7. The rule of the mean, then, is a human rule, for dealing with men, and with human goods considered as means. It is a Greek rule: for the Greeks were of all nations the fondest admirers of man and the things of man. But when we ascend to God, we are out among the immensities and eternities. The vastness of creation, the infinity of the Creator,—there is no mode or measure there. In those heights the Hebrew Psalmist loved to soar. Christianity, with its central dogma of the Incarnation, is the meeting of Hebrew and Greek. That mystery clothes the Lord God of hosts with the measured beauty, grace, and truth, that man can enter into. But enough of this. Enough to show that the Aristotelian doctrine of the mean is a highly suggestive and wide-reaching doctrine beyond the sphere of Morals. It throws out one great branch into Art, another into Theology.

8. The vicious extremes, on this side and on that of a virtue, are not always conterminous with the virtue itself, but sometimes another and more excellent virtue intervenes; as in giving we may pass from justice to liberality, and only through passing the bounds of liberality, do we arrive at the vicious extreme of prodigality. So penitential fasting intervenes between temperance in food and undue neglect of sustenance. But it is to be noted that the central virtue, so to speak, as justice, sobriety, chastity, is for all persons on all occasions: the more excellent side-virtue, as liberality, or total abstinence, is for special occasions and special classes of persons.

Readings.—Ar., Eth., II., ii., 6, 7; ib., II., cc. 6-9; Hor., Odes, II., 10; Ruskin, Modern Painters, p. 3, s. i., c. x.

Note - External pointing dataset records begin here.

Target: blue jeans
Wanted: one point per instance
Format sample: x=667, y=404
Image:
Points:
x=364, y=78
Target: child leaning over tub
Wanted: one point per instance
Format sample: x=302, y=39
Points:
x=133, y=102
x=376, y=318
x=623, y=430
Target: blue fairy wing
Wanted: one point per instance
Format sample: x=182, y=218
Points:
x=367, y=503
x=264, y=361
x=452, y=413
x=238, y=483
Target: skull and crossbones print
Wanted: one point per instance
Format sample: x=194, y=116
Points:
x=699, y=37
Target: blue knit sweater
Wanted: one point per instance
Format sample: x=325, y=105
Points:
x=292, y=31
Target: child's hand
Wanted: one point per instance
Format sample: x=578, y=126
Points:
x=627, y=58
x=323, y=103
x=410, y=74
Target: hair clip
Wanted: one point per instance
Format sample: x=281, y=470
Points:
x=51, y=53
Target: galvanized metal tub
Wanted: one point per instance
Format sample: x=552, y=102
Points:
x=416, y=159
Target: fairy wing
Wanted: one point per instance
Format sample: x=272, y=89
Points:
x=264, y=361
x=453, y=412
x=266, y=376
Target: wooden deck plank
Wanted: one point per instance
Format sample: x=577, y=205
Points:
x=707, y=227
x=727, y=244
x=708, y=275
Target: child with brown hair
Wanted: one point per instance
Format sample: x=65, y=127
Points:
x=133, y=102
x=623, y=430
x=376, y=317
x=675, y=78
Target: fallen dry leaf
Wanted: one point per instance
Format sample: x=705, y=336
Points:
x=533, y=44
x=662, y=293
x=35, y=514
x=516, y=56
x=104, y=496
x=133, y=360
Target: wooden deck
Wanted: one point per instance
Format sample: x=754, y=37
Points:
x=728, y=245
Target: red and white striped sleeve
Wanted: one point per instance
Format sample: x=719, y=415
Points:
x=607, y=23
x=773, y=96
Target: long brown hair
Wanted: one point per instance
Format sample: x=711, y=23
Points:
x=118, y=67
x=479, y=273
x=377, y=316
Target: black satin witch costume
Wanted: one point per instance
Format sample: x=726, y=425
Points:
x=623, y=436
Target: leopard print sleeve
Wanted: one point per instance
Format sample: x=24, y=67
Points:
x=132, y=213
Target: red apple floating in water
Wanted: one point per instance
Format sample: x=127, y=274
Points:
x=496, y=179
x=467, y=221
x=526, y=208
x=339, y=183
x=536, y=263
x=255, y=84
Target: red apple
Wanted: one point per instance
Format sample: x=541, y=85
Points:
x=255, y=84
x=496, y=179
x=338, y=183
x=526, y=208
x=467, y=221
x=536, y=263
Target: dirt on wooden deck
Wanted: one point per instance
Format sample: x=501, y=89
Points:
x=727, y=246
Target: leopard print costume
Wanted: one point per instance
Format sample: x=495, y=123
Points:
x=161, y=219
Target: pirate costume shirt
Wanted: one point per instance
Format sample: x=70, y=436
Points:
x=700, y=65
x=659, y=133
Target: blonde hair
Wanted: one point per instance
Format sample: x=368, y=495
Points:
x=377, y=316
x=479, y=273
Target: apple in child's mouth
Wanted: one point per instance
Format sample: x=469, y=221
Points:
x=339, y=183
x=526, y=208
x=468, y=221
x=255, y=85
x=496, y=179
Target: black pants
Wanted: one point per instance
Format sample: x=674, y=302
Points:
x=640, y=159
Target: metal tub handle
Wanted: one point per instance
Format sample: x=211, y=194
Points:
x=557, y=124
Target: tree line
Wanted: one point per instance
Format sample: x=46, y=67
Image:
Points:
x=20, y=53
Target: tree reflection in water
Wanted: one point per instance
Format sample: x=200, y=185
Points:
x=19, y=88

SECTION V.—Of Cardinal Virtues.

1. The enumeration of cardinal virtues is a piece of Greek philosophy that has found its ways into the catechism. Prudence, justice, fortitude, and temperance are mentioned by Plato as recognised heads of virtue. They are recognised, though less clearly, by Xenophon, reporting the conversations of Socrates. It does not look as though Socrates invented the division: he seems to have received it from an earlier source, possibly Pythagoras. They are mentioned in Holy Scripture (Wisdom viii., 7, which is however a Greek book), and Proverbs viii., 14. They make no figure in the philosophies of India and China.

2. The cardinal virtues are thus made out.—Virtue is a habit that gives a man readiness in behaving according to the reason that is in him. Such a habit may be fourfold. (a) It may reside in the reason, or intellect itself, enabling it readily to discern the reasonable thing to do, according to particular circumstances as they occur. That habit is the virtue of prudence. (b) It may reside in the rational appetite, otherwise called the will, disposing a man to act fairly and reasonably in his dealings with other men. That is justice. (c) It may reside in the irrational, or sensitive, appetite, and that to a twofold purpose; (a) to restrain the said appetite in its concupiscible part from a wanton and immoderate eagerness after pleasure; that is temperance: (b) to incite the said appetite in its irascible part not to shrink from danger, where there is reason for going on in spite of danger; that is fortitude.

3. Plato compares the rational soul in man to a charioteer, driving two horses: one horse representing the concupiscible, the other the irascible part of the sensitive appetite. He draws a vivid picture of the resistance of the concupiscible part against reason, how madly it rushes after lawless pleasure, and how it is only kept in restraint by main force again and again applied, till gradually it grows submissive. This submissiveness, gradually acquired, is the virtue of temperance. Clearly the habit dwells in the appetite, not in reason: in the horse, not in the charioteer. It is that habitual state, which in a horse we call being broken in.

The concupiscible appetite is broken in to reason by temperance residing within it. Plato lavishes all evil names on the steed that represents the concupiscible part. But the irascible part, the other steed, has its own fault, and that fault twofold, sometimes of over-venturesomeness, sometimes of shying and turning tail. The habit engendered, in the irascible part, of being neither over-venturesome nor over-timorous, but going by reason, is termed fortitude. [Footnote 6]

[Footnote 6: It will help an Englishman to understand Plato's comparison, if instead of concupiscible part and irascible part, we call the one steed Passion and the other Pluck. Pluck fails, and Passion runs to excess, till Pluck is formed to fortitude, and Passion to temperance.]

4. As the will is the rational appetite, the proper object of which is rational good, it does not need to be prompted by any habit to embrace rational good in what concerns only the inward administration of the agent's own self. There is no difficulty in that department, provided the sensitive appetite be kept in hand by fortitude and temperance. But where there is question of external relations with other men, it is not enough that the sensitive appetite be regulated, but a third virtue is necessary, the habit of justice, to be planted in the will, which would otherwise be too weak to attend steadily to points, not of the agent's own good merely, but of the good of other men.